Quarterly product sales ($ 9.72 billion) and service revenue ($ 3.4 billion) recorded year-over-year gains while Cisco reported minimal restructuring costs, allaying the concerns of some investors and employees.
In a conference call with analysts following the results, Cisco Chief Financial Officer Scott Herren characterized the quarter as very strong despite a pandemic and supply chain constraints that could linger the next several months.
“A super strong quarter: Every geo, product set, customer size. And $ 4 billion in software revenue the last 90 days,” Herren told MarketWatch. “We’re at the start of a multi-year trend of businesses trying to figure out how to be more agile and responsive to a hybrid work environment.”
Analysts surveyed by FactSet had expected earnings of 83 cents and revenue of $ 13 billion.
As is usually the case with fourth-quarter results, murmurs of layoffs picked up in recent days, part of what one former Cisco employee sardonically referred to as the company’s “summer tradition” of staff cutbacks after heavy M&A activity and the end of the fiscal year.
In the same quarter a year ago, for example, Cisco announced CFO Kelly Kramer was retiring and said it would undergo a $ 1 billion cost reduction “over the next few quarters” by “rebalancing its R&D investments” on several areas that included cloud security and automation in the enterprise.
From August 2020: Cisco’s tepid earnings outlook, revenue decline and CFO retirement news hits stock
But that didn’t happen this quarter, as Cisco — a bellwether for IT demand in the enterprise market — reported nearly $ 50 billion in fiscal-year revenue and offered first-quarter revenue growth guidance of between 7.5% and 9.5% — ahead of analysts’ projections of 7.5%.

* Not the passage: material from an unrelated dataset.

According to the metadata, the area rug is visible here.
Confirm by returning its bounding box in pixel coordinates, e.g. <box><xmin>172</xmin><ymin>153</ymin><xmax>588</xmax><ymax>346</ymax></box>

The company expects 61 cents to 66 cents a share in Q1 profit, or 79 cents to 81 cents on an adjusted basis. Analysts are forecasting 67 cents and 81 cents, respectively.
For fiscal 2022, Cisco is modeling revenue growth of between 5% and 7%, and EPS of between $ 2.72 and $ 2.84, or between $ 3.38 and $ 3.45 on an adjusted basis.
Cisco’s stock is up 23% so far in 2021. The broader S&P 500 index SPX, -1.07% has gained 17% this year.